Mme Roberts: Non, les problèmes éprouvés étaient liés au déclin de la demande dans le segment des voitures de sport. Il a souvent été question de ces problèmes. Sauf tout le respect que je dois au président, je ne suis pas sûre que ce soit la question dont nous voulions discuter aujourd'hui. Je serais certainement prête à l'aborder ailleurs. Je crois qu'il s'agit de questions distinctes. Les problèmes vécus à Sainte-Thérèse s'inscrivent dans la situation générale de l'industrie de l'automobile, c'est-à-dire, commeM. Nantais en a parlé, de l'excédent des installations de production, qui pose un problème réel. C'est une question globale qui existait avant le 11 septembre.
Le sénateur Angus: J'ajouterais que les quatre sénateurs présents, le sénateur Hervieux-Payette et le sénateur Setlakwe aussi, s'intéressent beaucoup à la situation.

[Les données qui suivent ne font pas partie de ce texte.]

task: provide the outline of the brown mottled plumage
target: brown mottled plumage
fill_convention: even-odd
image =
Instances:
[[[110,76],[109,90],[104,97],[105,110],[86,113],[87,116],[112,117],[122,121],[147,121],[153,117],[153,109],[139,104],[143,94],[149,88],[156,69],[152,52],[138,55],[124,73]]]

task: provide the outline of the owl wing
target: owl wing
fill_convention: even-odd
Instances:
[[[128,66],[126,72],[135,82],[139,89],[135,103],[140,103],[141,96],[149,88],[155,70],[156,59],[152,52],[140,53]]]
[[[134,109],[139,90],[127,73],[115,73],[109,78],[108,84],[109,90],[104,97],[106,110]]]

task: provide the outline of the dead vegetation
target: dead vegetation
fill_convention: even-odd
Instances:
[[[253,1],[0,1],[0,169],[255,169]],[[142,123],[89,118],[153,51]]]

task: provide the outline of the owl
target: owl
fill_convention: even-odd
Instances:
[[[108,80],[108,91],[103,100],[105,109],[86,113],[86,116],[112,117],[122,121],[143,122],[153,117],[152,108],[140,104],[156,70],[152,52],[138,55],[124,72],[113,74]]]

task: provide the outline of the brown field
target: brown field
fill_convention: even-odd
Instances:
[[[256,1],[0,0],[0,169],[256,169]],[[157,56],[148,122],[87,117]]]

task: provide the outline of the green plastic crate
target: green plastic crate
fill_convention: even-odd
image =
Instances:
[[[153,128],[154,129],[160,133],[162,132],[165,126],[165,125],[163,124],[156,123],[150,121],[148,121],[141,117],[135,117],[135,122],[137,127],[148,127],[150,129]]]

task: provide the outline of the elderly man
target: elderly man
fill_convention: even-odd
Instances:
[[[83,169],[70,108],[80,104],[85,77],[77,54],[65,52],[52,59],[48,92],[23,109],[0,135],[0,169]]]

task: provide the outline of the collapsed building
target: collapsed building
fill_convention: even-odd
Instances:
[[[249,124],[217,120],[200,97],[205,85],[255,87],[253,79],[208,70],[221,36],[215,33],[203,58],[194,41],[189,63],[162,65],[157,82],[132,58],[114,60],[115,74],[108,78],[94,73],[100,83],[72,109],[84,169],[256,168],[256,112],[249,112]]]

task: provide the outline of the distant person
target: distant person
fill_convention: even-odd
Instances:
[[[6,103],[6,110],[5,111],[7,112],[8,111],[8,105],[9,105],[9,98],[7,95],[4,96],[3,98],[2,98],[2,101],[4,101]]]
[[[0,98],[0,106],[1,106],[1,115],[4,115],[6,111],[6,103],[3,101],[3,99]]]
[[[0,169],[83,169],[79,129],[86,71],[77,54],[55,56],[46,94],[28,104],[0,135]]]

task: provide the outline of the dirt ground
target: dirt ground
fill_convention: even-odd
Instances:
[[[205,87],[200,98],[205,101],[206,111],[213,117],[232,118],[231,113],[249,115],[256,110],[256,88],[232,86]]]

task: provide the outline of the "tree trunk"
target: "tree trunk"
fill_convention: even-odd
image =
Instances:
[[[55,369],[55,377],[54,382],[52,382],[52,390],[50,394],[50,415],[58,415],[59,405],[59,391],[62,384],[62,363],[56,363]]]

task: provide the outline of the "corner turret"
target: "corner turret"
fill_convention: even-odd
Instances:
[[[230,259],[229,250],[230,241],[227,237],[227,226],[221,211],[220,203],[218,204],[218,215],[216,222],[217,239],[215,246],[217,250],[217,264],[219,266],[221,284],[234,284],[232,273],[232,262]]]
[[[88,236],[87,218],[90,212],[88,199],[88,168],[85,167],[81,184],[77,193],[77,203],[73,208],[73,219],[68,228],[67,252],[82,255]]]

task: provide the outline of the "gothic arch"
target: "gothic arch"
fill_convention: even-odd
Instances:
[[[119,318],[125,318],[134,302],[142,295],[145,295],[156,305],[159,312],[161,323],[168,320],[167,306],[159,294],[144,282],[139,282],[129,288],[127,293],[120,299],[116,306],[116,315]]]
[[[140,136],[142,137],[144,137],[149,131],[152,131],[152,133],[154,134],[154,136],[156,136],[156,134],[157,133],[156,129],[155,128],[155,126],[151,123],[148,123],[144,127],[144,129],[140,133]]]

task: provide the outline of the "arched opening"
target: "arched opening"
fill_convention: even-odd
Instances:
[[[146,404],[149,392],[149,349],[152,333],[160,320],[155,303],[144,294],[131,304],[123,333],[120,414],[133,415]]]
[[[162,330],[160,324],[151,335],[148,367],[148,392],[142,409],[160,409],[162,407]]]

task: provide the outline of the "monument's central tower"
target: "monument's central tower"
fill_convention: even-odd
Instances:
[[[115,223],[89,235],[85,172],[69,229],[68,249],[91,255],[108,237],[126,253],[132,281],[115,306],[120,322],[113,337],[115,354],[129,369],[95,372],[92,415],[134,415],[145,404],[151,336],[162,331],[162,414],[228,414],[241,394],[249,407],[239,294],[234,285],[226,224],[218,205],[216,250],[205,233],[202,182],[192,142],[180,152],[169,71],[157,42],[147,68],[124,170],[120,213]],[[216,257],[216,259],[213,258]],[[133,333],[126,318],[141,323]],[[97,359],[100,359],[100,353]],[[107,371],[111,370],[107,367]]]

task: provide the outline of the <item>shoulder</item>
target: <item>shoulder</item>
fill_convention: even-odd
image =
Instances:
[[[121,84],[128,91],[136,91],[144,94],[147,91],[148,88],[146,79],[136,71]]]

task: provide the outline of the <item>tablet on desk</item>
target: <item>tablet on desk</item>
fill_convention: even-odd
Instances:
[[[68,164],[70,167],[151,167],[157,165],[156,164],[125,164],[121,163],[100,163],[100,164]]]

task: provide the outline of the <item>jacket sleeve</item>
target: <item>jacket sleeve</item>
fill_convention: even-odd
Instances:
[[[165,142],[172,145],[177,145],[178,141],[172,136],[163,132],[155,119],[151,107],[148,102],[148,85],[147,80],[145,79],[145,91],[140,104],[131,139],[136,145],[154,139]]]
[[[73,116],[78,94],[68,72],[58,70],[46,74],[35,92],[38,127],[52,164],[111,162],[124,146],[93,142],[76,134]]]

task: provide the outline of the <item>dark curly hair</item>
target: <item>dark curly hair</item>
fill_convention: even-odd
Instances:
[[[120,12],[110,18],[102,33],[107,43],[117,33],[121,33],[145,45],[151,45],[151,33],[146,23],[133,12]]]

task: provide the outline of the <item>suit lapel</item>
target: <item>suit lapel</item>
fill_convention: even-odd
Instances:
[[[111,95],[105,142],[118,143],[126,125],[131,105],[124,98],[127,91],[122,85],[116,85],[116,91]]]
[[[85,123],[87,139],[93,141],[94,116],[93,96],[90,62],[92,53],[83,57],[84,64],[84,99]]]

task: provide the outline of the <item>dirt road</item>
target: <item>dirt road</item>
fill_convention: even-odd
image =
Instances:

Merci de fournir ces observations. Nous sommes heureux de savoir que ce ne sont pas les éléments du 11 septembre qui ont déclenché la situation.
Je me pose une autre question qui a trait à ce que, en tant qu'avocat, je qualifie de res gestae, la musique de fond. Tous les soirs à la télévision et tous les matins dans les journaux, nous voyons que les Américains font venir des hélicoptères. Ils ont600 garde-frontière. Après avoir eu pendant tant d'années la plus longue frontière non protégée dans le monde, nous avons l'impression que c'est l'inverse maintenant. Personnellement, je ne crois pas que ce soit le cas, mais je me demande quel effet cela aura sur les questions particulières que vous décrivez dans votre mémoire. M. Nantais pourrait peut-être nous éclairer.
M. Nantais: Pour être franc, il est probablement sage de ne pas trop regarder la chaîne CNN. Cela finit par être un peu déprimant.
Tous les jours, nos industries envoient 4 300 camions traverser le pont Ambassador. Depuis le 11 septembre, et malgré la présence de la Garde nationale, les autorités douanières canadiennes et américaines ont accompli un travail extraordinaire avec les moyens à leur disposition. Nous avions des problèmes avant cela, mais c'est parce que nous avons des problèmes d'infrastructure, ce qui constitue une question à long terme.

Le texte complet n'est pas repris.